I have not been any more around here unfortunately. Did see a few cranes arrive this week.


----------



## Milltodk (Oct 2, 2011)

*Waterfowl Report*

I drove the Chesterville and Eagle Lake prairie (FM 3013 and FM 1093) on the way to check a couple ponds. In Chesterville we had maybe 200 Specks on pond and very few ducks.

On way to Garwood from Chesterville FM 1093 to FM 3013 to Mathews store road across to HWY 71 and then down FM 333 West of Garwood 7 miles and surrounding area. I saw estimated 30 Specks total on one plowed (mud) field. Very few ducks on the three or four ponds I looked at on Garwood prairie. I will say the weather moved in while driving in Garwood and that made it more difficult to see.

If you had your ponds blocked you should have received enough rain to start a nice pond for next weekend.


----------



## puckkeeper28 (May 7, 2012)

Saw some snows and cranes off 2004 today. 

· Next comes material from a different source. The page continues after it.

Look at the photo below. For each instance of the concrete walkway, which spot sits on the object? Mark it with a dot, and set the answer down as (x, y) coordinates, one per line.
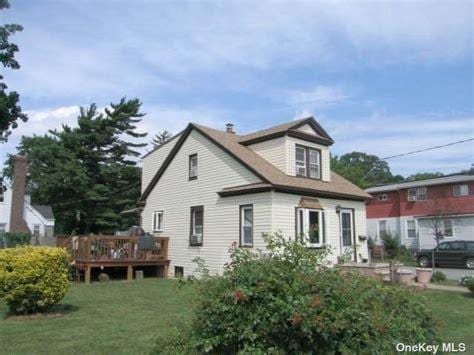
(431, 286)
(452, 274)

Sent from my iPhone using Tapatalk


----------



## Goose Lover (Jan 23, 2012)

Watched 10 flocks of speckebelly's migrating in this morning south of El Campo over about 1.5 hours time.


----------



## GoldFinger (Jul 31, 2013)

Watched alot of flocks for a solid hour or so in Round Rock moving south. Even had a few stragglers dip into our field while finishing up dove season


----------



## Goose Lover (Jan 23, 2012)

700-800 specks and an estimated thousand of more cranes south of El Campo.

Big swarm of ducks also. Mostly Pintail's


----------



## peckerwood (Jun 9, 2012)

Flock of Kanucks went over yesterday morning here in North Texas.


----------



## Run-N-Gun (Jul 5, 2007)

Lots of Specks in Matagorda County already.


----------